Ng was guest speaker at the Third Conference on Psychosocial Support Disappearances, Torture and Extra-judicial Execution held at Bayview Park Hotel in Manila.
Organized by Asian Federation Against Disappearances (AFAD), relatives of the disappeared, among them Editha Burgos, also attended the event. Burgos is the mother of Jonas who was forcibly taken by military agents on April 28, 2007. Jonas has since been missing.
Since martial law in 1972, records show that there were more than 2,000 disappearances, more than 1,000 torture victims and hundreds of killings, including the Maguindanao massacre in November 2009.
Sombath is a prominent civil society leader who received the Ramon Magsaysay Award for community leadership in 2005.On December 15, 2012, Laotian police stopped his vehicle. His abduction was caught by CCTV. He has never been seen since.
Ng and the conference participants called on the Lao government to conduct a serious investigation and do its best to make sure that Sombath will be brought home safe.
She also called on all countries to sign and ratify the International Convention Against Disappearances.
Out of 49 nation-states in Asia, 10 have ratified the convention but only the Philippines has a national legislation against enforced disappearances.
Ng will meet with leaders of civil society groups to draw support for her husband. She hopes that the Philippines will be most sympathetic to her plight as a wife of a desaparecido.
AFAD observed that many states in Asia that are in situations of conflict and political instability continue to use enforced disappearance as an instrument to silence political dissent.
Victims are either men or women who are political activists, leaders and members of mass organizations or institutions that assert their rights to land, water, jobs, food, housing, education, free expression and environmental protection, among others.

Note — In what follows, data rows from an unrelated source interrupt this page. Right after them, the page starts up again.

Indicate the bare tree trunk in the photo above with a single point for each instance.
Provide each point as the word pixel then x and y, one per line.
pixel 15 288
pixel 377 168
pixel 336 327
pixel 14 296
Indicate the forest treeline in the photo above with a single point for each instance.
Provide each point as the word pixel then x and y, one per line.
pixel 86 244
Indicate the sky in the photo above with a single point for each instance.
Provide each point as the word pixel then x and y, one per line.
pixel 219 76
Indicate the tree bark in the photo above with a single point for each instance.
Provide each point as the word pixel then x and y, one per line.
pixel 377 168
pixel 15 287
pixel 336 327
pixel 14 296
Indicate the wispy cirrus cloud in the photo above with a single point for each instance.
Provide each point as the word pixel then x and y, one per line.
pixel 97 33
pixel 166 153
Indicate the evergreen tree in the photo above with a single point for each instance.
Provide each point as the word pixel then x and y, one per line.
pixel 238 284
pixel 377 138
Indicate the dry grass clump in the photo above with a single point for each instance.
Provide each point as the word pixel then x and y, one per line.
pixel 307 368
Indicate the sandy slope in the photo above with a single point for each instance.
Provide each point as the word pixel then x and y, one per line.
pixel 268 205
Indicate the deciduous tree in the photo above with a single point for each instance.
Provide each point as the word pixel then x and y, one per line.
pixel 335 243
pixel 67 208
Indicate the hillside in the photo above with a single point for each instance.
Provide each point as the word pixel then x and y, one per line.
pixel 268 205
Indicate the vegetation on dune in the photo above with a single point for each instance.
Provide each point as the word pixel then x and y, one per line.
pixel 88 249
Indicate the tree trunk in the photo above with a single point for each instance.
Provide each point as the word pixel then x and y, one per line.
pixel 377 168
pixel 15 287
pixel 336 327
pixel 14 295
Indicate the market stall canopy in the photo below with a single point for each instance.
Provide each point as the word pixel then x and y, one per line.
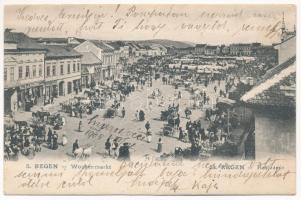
pixel 225 102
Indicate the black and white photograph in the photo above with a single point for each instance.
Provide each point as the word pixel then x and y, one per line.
pixel 114 83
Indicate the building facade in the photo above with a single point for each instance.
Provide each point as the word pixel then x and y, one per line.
pixel 103 52
pixel 91 69
pixel 199 49
pixel 23 72
pixel 62 71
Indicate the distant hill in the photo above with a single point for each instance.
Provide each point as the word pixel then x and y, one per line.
pixel 167 43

Commission on Human Rights head Etta Rosales also attended the event. She vowed to support Ng in her quest for justice.
In 2012, the Philippines enacted a landmark human rights legislation—the Anti-Disappearance Law, which took 16 years to be passed and is the first of its kind in Asia.
The Philippines is known to have numerous good laws but falls short of judicious implementation.
AFAD is urging the government to fully and strictly implement the law, and ensure that no disappearance, under any administration, will be committed.